Abstract

Insect defensins are promising candidates for the development of potent antimicrobials against antibiotic-resistant Staphylococcus aureus (S. aureus). An insect defensin, DLP4, isolated from the hemolymph of Hermetia illucens larvae, showed low antimicrobial activity against Gram-positive (G+) pathogens and high cytotoxicity, which limited its effective therapeutic application. To obtain more potent and low cytotoxicity molecules, a series of peptides was designed based on the DLP4 template by changing the conservative site, secondary structure, charge, or hydrophobicity.
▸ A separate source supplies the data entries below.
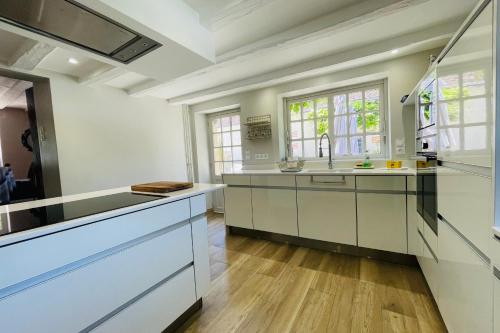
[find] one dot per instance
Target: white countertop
(339, 171)
(37, 232)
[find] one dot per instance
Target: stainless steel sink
(329, 171)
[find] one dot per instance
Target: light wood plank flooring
(261, 286)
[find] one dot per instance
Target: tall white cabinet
(326, 207)
(381, 207)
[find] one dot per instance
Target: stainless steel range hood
(74, 24)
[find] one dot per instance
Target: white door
(225, 149)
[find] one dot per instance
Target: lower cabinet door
(238, 207)
(382, 221)
(430, 269)
(275, 210)
(156, 310)
(465, 285)
(496, 303)
(73, 301)
(414, 241)
(327, 216)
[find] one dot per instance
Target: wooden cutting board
(161, 187)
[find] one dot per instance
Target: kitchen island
(367, 212)
(80, 265)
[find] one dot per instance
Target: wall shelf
(258, 127)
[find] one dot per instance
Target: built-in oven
(427, 188)
(426, 148)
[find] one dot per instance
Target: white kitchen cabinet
(327, 216)
(156, 310)
(382, 221)
(238, 207)
(274, 204)
(466, 200)
(238, 201)
(496, 301)
(199, 231)
(414, 239)
(74, 300)
(465, 285)
(430, 268)
(381, 208)
(275, 210)
(326, 207)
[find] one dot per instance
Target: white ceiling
(255, 42)
(12, 93)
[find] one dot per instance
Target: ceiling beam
(323, 27)
(11, 94)
(30, 54)
(362, 56)
(102, 75)
(234, 11)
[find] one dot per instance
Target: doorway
(29, 167)
(225, 151)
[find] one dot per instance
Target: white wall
(402, 75)
(106, 138)
(202, 157)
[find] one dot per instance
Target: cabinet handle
(343, 181)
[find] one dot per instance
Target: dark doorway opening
(29, 167)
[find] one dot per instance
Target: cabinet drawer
(157, 310)
(238, 207)
(327, 216)
(279, 181)
(334, 182)
(496, 302)
(236, 180)
(465, 285)
(79, 298)
(28, 259)
(275, 210)
(382, 221)
(464, 198)
(411, 183)
(198, 205)
(382, 183)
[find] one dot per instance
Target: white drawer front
(238, 207)
(31, 258)
(465, 285)
(236, 179)
(384, 183)
(336, 182)
(198, 205)
(275, 210)
(327, 215)
(382, 222)
(465, 200)
(157, 310)
(280, 181)
(77, 299)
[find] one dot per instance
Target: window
(464, 111)
(225, 131)
(352, 117)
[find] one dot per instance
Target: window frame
(211, 147)
(383, 114)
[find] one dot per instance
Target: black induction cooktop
(28, 219)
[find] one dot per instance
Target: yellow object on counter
(394, 164)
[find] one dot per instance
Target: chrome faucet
(330, 164)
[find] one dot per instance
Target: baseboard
(184, 317)
(397, 258)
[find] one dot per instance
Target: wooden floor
(261, 286)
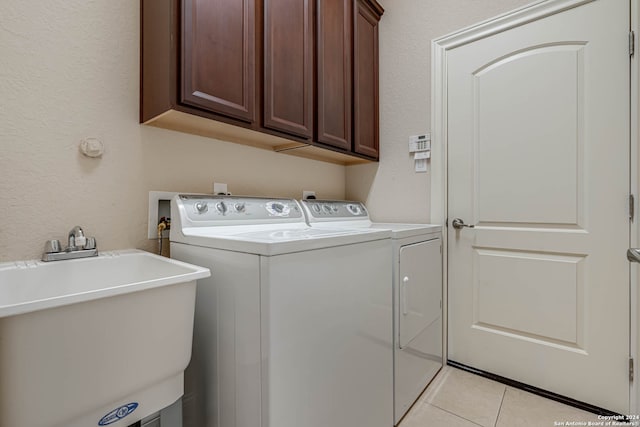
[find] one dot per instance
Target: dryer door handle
(404, 295)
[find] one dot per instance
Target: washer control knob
(278, 209)
(201, 207)
(354, 209)
(221, 207)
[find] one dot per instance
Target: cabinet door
(334, 77)
(288, 66)
(218, 57)
(365, 58)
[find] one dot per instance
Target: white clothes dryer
(417, 293)
(293, 328)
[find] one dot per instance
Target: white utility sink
(94, 341)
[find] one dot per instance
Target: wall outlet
(220, 188)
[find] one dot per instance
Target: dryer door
(420, 282)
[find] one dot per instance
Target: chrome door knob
(458, 224)
(633, 255)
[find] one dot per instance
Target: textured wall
(70, 71)
(391, 189)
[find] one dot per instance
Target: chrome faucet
(76, 239)
(78, 246)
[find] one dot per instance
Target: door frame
(439, 160)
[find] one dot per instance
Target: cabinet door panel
(334, 77)
(365, 81)
(218, 71)
(288, 66)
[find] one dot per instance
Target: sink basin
(95, 341)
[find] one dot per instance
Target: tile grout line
(455, 415)
(504, 393)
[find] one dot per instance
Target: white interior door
(538, 149)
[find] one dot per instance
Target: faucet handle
(91, 243)
(52, 246)
(80, 242)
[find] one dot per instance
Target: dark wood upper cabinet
(218, 56)
(288, 66)
(365, 93)
(334, 23)
(293, 76)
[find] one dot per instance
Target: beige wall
(391, 189)
(70, 71)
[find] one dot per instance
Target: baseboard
(535, 390)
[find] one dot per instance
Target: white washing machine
(293, 328)
(417, 293)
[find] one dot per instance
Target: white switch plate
(420, 142)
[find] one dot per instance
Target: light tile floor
(457, 398)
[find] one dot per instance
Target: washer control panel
(200, 209)
(335, 209)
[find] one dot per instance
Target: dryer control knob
(222, 208)
(201, 207)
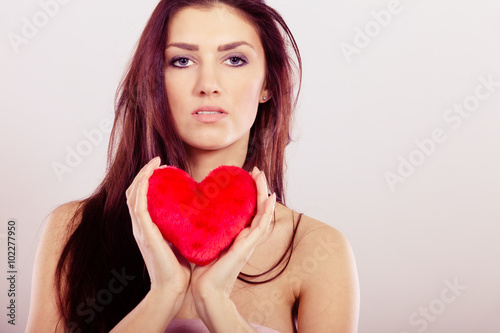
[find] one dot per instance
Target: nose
(207, 83)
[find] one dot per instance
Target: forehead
(214, 25)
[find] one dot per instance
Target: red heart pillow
(201, 219)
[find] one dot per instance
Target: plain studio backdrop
(397, 142)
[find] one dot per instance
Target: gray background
(357, 118)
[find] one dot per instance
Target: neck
(201, 161)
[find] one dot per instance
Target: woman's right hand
(168, 270)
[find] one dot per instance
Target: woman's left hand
(211, 285)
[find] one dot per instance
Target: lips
(209, 114)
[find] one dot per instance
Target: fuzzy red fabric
(201, 219)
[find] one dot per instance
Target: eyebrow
(221, 48)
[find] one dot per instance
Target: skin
(321, 276)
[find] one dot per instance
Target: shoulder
(324, 278)
(59, 225)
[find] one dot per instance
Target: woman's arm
(329, 292)
(44, 314)
(211, 285)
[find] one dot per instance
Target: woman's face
(214, 76)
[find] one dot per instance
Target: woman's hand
(168, 270)
(212, 284)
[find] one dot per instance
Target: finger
(131, 189)
(141, 205)
(261, 184)
(261, 222)
(132, 193)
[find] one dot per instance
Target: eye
(181, 62)
(235, 61)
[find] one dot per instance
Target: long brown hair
(101, 275)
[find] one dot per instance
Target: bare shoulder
(314, 237)
(325, 278)
(44, 315)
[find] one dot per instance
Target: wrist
(220, 314)
(166, 299)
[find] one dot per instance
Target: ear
(265, 96)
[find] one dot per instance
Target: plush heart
(201, 219)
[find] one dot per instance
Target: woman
(210, 84)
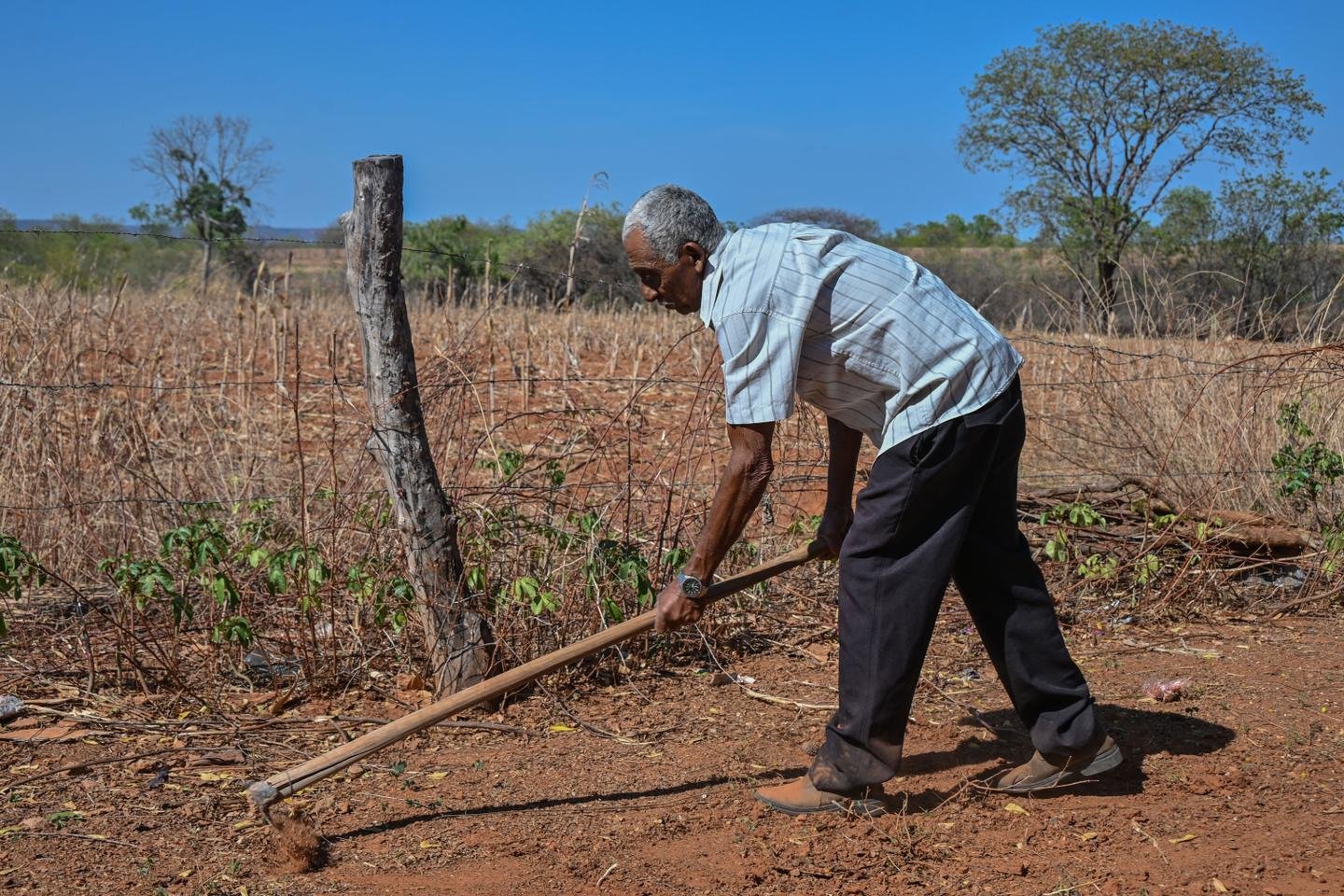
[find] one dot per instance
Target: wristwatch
(691, 586)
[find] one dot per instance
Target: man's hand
(675, 609)
(834, 525)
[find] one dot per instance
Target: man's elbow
(753, 468)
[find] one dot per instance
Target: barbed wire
(295, 241)
(1231, 369)
(799, 483)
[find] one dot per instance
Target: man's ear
(695, 256)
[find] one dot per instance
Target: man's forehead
(637, 247)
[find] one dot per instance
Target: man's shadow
(1139, 733)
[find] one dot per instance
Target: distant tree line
(1099, 124)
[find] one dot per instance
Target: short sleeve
(760, 366)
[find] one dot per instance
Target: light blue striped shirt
(863, 333)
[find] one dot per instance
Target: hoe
(263, 794)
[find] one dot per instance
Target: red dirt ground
(1236, 788)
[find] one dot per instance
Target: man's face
(674, 285)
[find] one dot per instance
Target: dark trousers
(944, 505)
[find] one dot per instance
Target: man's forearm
(735, 500)
(845, 459)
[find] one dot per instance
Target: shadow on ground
(1137, 731)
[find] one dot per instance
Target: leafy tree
(1280, 239)
(1103, 119)
(953, 231)
(542, 254)
(1188, 220)
(208, 168)
(445, 251)
(833, 217)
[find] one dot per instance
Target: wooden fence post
(457, 637)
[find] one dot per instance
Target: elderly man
(885, 349)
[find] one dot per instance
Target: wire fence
(1325, 363)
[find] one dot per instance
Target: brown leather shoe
(1044, 771)
(800, 797)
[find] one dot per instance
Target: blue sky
(507, 109)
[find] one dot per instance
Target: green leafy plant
(506, 464)
(1057, 546)
(232, 630)
(1099, 566)
(18, 568)
(1303, 468)
(390, 598)
(1147, 568)
(528, 590)
(143, 581)
(1075, 513)
(805, 525)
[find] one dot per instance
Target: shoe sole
(864, 807)
(1099, 764)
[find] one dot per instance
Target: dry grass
(141, 404)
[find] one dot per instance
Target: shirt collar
(712, 281)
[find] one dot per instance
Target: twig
(62, 833)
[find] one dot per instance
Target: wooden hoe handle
(263, 792)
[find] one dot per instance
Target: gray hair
(672, 217)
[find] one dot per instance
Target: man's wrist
(693, 586)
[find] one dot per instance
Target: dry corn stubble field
(581, 450)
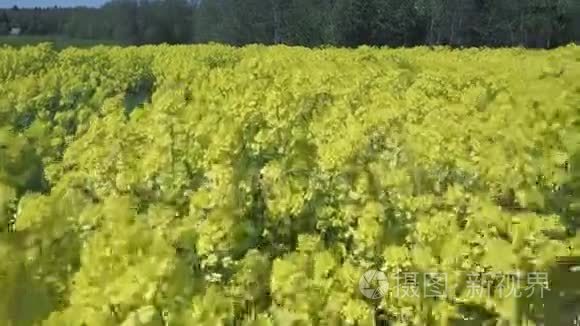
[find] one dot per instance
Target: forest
(312, 23)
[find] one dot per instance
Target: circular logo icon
(373, 284)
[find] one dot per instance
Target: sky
(50, 3)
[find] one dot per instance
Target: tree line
(495, 23)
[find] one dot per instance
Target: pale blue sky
(50, 3)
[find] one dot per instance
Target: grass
(60, 42)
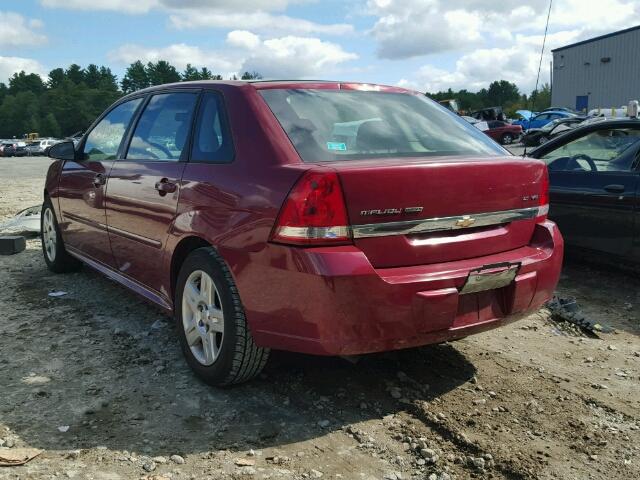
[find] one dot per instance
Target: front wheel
(211, 322)
(55, 255)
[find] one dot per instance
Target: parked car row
(41, 146)
(330, 218)
(320, 217)
(20, 148)
(594, 173)
(12, 148)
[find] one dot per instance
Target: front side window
(104, 140)
(212, 138)
(600, 151)
(163, 129)
(329, 125)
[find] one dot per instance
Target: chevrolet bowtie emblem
(465, 222)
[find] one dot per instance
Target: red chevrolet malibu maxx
(320, 217)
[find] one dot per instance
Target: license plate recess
(490, 277)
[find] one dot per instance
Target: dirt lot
(95, 378)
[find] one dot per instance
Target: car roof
(590, 127)
(276, 84)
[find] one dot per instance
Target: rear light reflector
(543, 209)
(314, 213)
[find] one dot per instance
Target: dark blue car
(539, 120)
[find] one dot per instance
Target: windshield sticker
(339, 146)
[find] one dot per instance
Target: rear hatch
(414, 212)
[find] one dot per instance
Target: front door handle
(614, 188)
(99, 180)
(164, 186)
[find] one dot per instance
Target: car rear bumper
(331, 301)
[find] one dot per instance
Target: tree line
(70, 99)
(500, 93)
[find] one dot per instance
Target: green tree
(108, 81)
(50, 127)
(4, 91)
(135, 78)
(75, 73)
(162, 72)
(190, 73)
(92, 76)
(207, 74)
(502, 92)
(56, 77)
(26, 82)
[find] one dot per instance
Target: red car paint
(373, 294)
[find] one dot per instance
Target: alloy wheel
(202, 317)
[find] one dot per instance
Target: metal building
(601, 72)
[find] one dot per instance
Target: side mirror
(63, 151)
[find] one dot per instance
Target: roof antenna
(544, 41)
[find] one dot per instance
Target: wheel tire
(55, 255)
(238, 359)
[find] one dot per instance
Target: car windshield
(330, 125)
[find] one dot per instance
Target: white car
(41, 146)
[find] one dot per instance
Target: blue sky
(423, 44)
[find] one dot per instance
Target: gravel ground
(96, 380)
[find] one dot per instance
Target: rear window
(330, 125)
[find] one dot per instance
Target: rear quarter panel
(234, 206)
(51, 185)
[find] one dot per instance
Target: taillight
(543, 209)
(314, 213)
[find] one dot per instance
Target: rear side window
(600, 151)
(104, 140)
(163, 129)
(212, 138)
(334, 124)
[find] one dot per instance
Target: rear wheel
(55, 255)
(212, 326)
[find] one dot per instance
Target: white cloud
(125, 6)
(17, 31)
(251, 15)
(282, 57)
(178, 55)
(295, 57)
(11, 65)
(506, 37)
(256, 21)
(230, 5)
(243, 39)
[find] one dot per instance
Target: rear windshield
(330, 125)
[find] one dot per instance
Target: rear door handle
(164, 186)
(614, 188)
(99, 180)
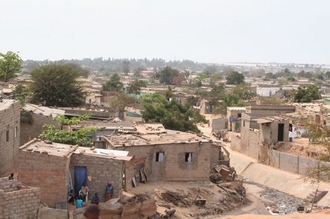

Among them, a variant designated as ID13 exhibited strong antibacterial activity at low MIC values of 4–8 μg/mL to G+ pathogens (S. aureus: 4 μg/mL; Staphylococcus epidermidis: 8 μg/mL; Streptococcus pneumoniae: 4 μg/mL; Streptococcus suis: 4 μg/mL), which were lower than those of DLP4 (S. aureus: 16 μg/mL; S. epidermidis: 64 μg/mL; S. pneumoniae: 32 μg/mL; S. suis: 16 μg/mL), and cytotoxicity of ID13 (71.4% viability) was less than that of DLP4 (63.8% viability). ID13 could penetrate and destroy the cell membrane of S. aureus CVCC 546, resulting in an increase in potassium ion leakage; it bound to genomic DNA (gDNA) and led to the change of gDNA conformation. After treatment with ID13, perforated, wrinkled, and collapsed S. aureus CVCC 546 cells were observed in electron microscopy. Additionally, ID13 killed over 99.99% of S. aureus within 1 h, 2 × MIC of ID13 induced a post-antibiotic effect (PAE) of 12.78 ± 0.28 h, and 10 mg/kg ID13 caused a 1.8 log10 (CFU/g) (CFU: colony-forming units) reduction of S. aureus in infected mouse thigh muscles and a downregulation of TNF-α, IL-6, and IL-10 levels, which were superior to those of DLP4 or vancomycin. These findings indicate that ID13 may be a promising peptide antimicrobial agent for therapeutic application.

Highlights

  • Antibiotics play pivotal roles in disease prevention, growth promotion, and production improvement in animal husbandry (Ferber, 2002; Cheng et al, 2014; Van Boeckel et al, 2015)

  • The helix always ends with the R23 residue, followed by a G residue which is involved in a hydrogen bond with the carbonyl group of C3 (Landon et al, 2008)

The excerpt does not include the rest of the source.